2. Nach den Feststellungen des Landgerichts lieferte der Angeklagte in den Jahren 2002 bis 2005 als alleinverantwortlich Handelnder mehrerer Gesellschaften, die in anderen Mitgliedstaaten der Europäischen Union als Deutschland ihren Sitz hatten und lediglich in Luxemburg, Frankreich und Belgien Lagerräumlichkeiten unterhielten, Pflanzenschutzmittel an deutsche Landwirte und Winzer. Die Empfänger wurden als Betreiber landwirtschaftlicher Betriebe umsatzsteuerlich nach § 24 UStG besteuert. Die den Lieferungen zugrunde liegenden Bestellungen erfolgten zumeist über Sammelbesteller für Einkaufsgemeinschaften, die vom Angeklagten Bestellscheine mit angefügten „Speditionsauftragsschreiben“ erhalten hatten. Hinsichtlich der Art und Menge der Beladung sowie des Zeitpunkts der Auslieferung wurden die Speditionen allein vom Angeklagten angewiesen, die Landwirte bzw. Sammelbesteller teilten allein die Abladestelle in Deutschland mit.
Das Landgericht ist der Ansicht, die Lieferungen hätten der deutschen Umsatzbesteuerung unterlegen, weil es sich um Versandgeschäfte gehandelt habe und deshalb der Ort der Lieferung gemäß § 3c UStG jeweils in Deutschland gelegen habe.
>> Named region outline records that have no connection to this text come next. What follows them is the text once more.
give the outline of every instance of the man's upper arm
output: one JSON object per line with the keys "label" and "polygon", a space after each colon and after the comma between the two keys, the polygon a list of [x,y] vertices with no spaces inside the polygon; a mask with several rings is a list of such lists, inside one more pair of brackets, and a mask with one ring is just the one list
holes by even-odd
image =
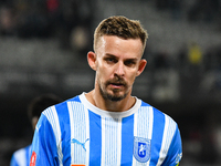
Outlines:
{"label": "man's upper arm", "polygon": [[178,166],[182,157],[182,143],[179,128],[177,126],[175,135],[172,137],[167,157],[162,163],[162,166]]}
{"label": "man's upper arm", "polygon": [[45,117],[41,115],[32,141],[32,156],[30,166],[56,166],[57,165],[57,151],[53,128]]}

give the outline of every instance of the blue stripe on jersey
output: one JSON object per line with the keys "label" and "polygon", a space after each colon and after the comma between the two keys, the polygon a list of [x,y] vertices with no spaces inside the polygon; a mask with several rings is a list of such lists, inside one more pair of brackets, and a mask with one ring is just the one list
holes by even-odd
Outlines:
{"label": "blue stripe on jersey", "polygon": [[31,158],[31,145],[29,145],[28,147],[25,147],[25,151],[27,151],[27,154],[25,154],[25,157],[27,157],[27,166],[29,166],[29,160]]}
{"label": "blue stripe on jersey", "polygon": [[177,126],[172,142],[171,142],[171,146],[168,151],[168,155],[166,159],[162,163],[162,166],[167,166],[171,162],[173,162],[173,164],[178,164],[181,159],[181,153],[182,153],[181,137],[180,137],[179,128]]}
{"label": "blue stripe on jersey", "polygon": [[[63,153],[63,163],[65,165],[71,165],[71,126],[70,126],[70,115],[66,103],[61,103],[55,105],[60,106],[57,111],[61,135],[62,135],[62,153]],[[65,123],[65,124],[64,124]],[[67,139],[65,139],[67,138]]]}
{"label": "blue stripe on jersey", "polygon": [[150,165],[156,165],[158,163],[164,129],[165,129],[165,114],[154,108],[154,126],[152,126],[152,138],[151,138],[151,144],[154,146],[151,146]]}
{"label": "blue stripe on jersey", "polygon": [[101,165],[102,158],[102,120],[99,115],[88,112],[90,116],[90,165]]}
{"label": "blue stripe on jersey", "polygon": [[122,120],[122,166],[131,165],[133,147],[134,147],[134,115],[124,117]]}

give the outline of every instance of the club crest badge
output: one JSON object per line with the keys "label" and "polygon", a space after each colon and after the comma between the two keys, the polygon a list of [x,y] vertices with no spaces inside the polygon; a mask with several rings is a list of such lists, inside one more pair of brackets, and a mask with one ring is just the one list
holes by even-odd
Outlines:
{"label": "club crest badge", "polygon": [[134,137],[134,157],[140,162],[146,163],[150,158],[150,139],[143,137]]}

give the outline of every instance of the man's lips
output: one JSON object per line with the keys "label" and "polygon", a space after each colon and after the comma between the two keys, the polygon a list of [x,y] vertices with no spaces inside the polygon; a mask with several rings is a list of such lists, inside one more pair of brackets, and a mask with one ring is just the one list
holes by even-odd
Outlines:
{"label": "man's lips", "polygon": [[112,87],[115,87],[115,89],[119,89],[119,87],[125,86],[125,84],[123,84],[123,83],[109,83],[109,85],[110,85]]}

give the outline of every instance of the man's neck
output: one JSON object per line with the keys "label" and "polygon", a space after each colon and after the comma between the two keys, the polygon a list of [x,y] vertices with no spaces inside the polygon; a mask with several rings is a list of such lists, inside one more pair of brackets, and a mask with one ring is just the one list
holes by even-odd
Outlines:
{"label": "man's neck", "polygon": [[95,90],[91,91],[90,93],[85,94],[87,101],[95,105],[96,107],[104,110],[104,111],[112,111],[112,112],[124,112],[133,107],[136,103],[135,97],[130,96],[129,94],[122,101],[113,102],[110,100],[104,100],[101,93],[96,92]]}

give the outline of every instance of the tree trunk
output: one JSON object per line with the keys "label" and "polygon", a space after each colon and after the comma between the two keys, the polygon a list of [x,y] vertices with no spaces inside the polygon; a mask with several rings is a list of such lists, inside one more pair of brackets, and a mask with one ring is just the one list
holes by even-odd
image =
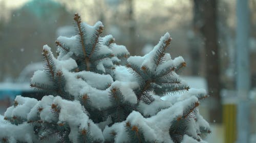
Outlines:
{"label": "tree trunk", "polygon": [[249,142],[250,133],[250,89],[249,53],[249,11],[248,0],[237,1],[237,89],[238,143]]}
{"label": "tree trunk", "polygon": [[210,96],[210,122],[221,123],[222,104],[220,96],[220,62],[218,45],[217,0],[203,0],[204,36],[206,51],[206,78]]}

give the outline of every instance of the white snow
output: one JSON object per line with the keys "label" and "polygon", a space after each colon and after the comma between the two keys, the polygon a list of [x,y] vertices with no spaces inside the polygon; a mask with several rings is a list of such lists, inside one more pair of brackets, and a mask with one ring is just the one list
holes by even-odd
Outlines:
{"label": "white snow", "polygon": [[124,54],[130,54],[129,52],[124,46],[118,45],[116,43],[111,44],[110,49],[112,50],[114,54],[117,56],[119,56]]}
{"label": "white snow", "polygon": [[17,96],[15,101],[18,103],[16,107],[12,106],[7,108],[5,112],[5,117],[12,118],[15,116],[27,119],[27,115],[30,111],[31,108],[37,102],[34,98],[24,97],[20,95]]}
{"label": "white snow", "polygon": [[32,83],[40,83],[46,85],[52,85],[53,83],[50,81],[49,75],[44,70],[35,71],[31,78]]}
{"label": "white snow", "polygon": [[138,88],[139,84],[137,82],[124,82],[115,81],[112,85],[111,88],[116,88],[119,89],[123,96],[124,100],[131,103],[137,103],[137,96],[133,90]]}

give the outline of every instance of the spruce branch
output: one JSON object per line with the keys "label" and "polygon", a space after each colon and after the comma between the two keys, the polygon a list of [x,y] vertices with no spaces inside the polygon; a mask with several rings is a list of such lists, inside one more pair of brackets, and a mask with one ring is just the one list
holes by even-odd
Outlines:
{"label": "spruce branch", "polygon": [[63,49],[66,52],[69,52],[69,49],[65,48],[64,46],[59,41],[55,41],[55,44],[57,46],[58,46]]}
{"label": "spruce branch", "polygon": [[91,53],[90,53],[90,55],[89,56],[89,59],[91,58],[92,55],[93,54],[94,51],[95,50],[96,44],[98,42],[99,36],[102,33],[103,30],[103,26],[100,26],[99,27],[99,28],[96,31],[96,36],[95,39],[94,40],[95,42],[93,43],[93,48],[92,49],[92,51],[91,52]]}
{"label": "spruce branch", "polygon": [[82,31],[81,27],[81,21],[80,15],[78,13],[76,13],[74,15],[74,20],[76,22],[76,25],[77,26],[79,32],[79,36],[80,37],[80,42],[81,42],[81,44],[82,45],[82,49],[83,52],[83,55],[84,56],[84,60],[85,64],[86,65],[86,70],[90,71],[90,59],[87,55],[87,51],[86,49],[86,44],[84,43],[84,40],[83,39],[83,37],[84,37],[84,34],[83,33]]}
{"label": "spruce branch", "polygon": [[45,59],[46,60],[47,69],[49,70],[50,73],[51,73],[52,77],[54,78],[54,71],[53,71],[52,58],[50,55],[49,56],[49,51],[46,49],[42,49],[42,54],[45,57]]}
{"label": "spruce branch", "polygon": [[168,46],[170,44],[170,41],[172,41],[172,38],[168,37],[168,39],[164,41],[164,44],[162,44],[160,46],[158,50],[157,51],[157,60],[156,62],[157,66],[159,65],[160,63],[163,61],[163,58],[165,55],[165,51],[168,48]]}

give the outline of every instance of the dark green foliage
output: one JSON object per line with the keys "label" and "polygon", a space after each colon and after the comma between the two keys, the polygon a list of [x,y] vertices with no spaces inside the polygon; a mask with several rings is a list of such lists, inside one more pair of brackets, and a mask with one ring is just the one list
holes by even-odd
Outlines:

Der Angeklagte sei deshalb verpflichtet gewesen, für die von ihm geleiteten Firmen in der Bundesrepublik Deutschland Umsatzsteuererklärungen abzugeben, was er pflichtwidrig unterlassen habe.
Das Landgericht hat sich die Überzeugung gebildet, dass der Angeklagte bis zu einer Befragung durch die luxemburgische Steuerfahndung im Oktober oder November 2005 davon ausgegangen ist, die von ihm getätigten Geschäfte unterlägen nicht der Umsatzsteuer (UA S. 10). Es hat den Angeklagten daher - nach einer Teileinstellung des Verfahrens gemäß § 154 Abs. 2 StPO hinsichtlich zweier Fälle - nur wegen dreier im Jahr 2006 begangener Taten der pflichtwidrigen Nichtabgabe von Umsatzsteuerjahreserklärungen für das Jahr 2005 wegen Steuerhinterziehung verurteilt (Fälle 4, 14, und 17 der Anklageschrift). Der Angeklagte war insoweit geständig (UA S. 11). Vom Vorwurf der Steuerhinterziehung in weiteren zwölf Fällen hat das Landgericht den Angeklagten aus tatsächlichen Gründen freigesprochen, es konnte sich insoweit von einem Hinterziehungsvorsatz des Angeklagten nicht überzeugen. Dem Angeklagten sei für die Zeit vor dem Erscheinen der luxemburgischen Steuerfahnder bei ihm im Jahr 2005 nicht nachzuweisen gewesen, gewusst zu haben, dass bei dem von ihm gewählten Geschäftsmodell eine Steuerpflicht nach deutschem Umsatzsteuerrecht eintritt. Eine Fahrlässigkeitsstrafbarkeit kenne § 370 AO nicht (UA S. 41).
II.
Der Teilfreispruch wegen Annahme eines Tatumstandsirrtums hält revisionsgerichtlicher Nachprüfung nicht stand. Zum einen beruhen die deswegen ebenfalls aufzuhebenden Feststellungen zum Tatvorsatz auf einer in sich widersprüchlichen sowie lückenhaften und damit nicht tragfähigen Beweiswürdigung (a). Zum anderen hat das Landgericht nicht geprüft, ob sich der Angeklagte zumindest einer leichtfertigen Steuerverkürzung (§ 378 AO) schuldig gemacht hat, was einem Freispruch entgegenstehen würde (b). Die Sache bedarf daher im Umfang der Aufhebung neuer tatrichterlicher Prüfung auf der Grundlage diesbezüglich insgesamt neu zu treffender Feststellungen.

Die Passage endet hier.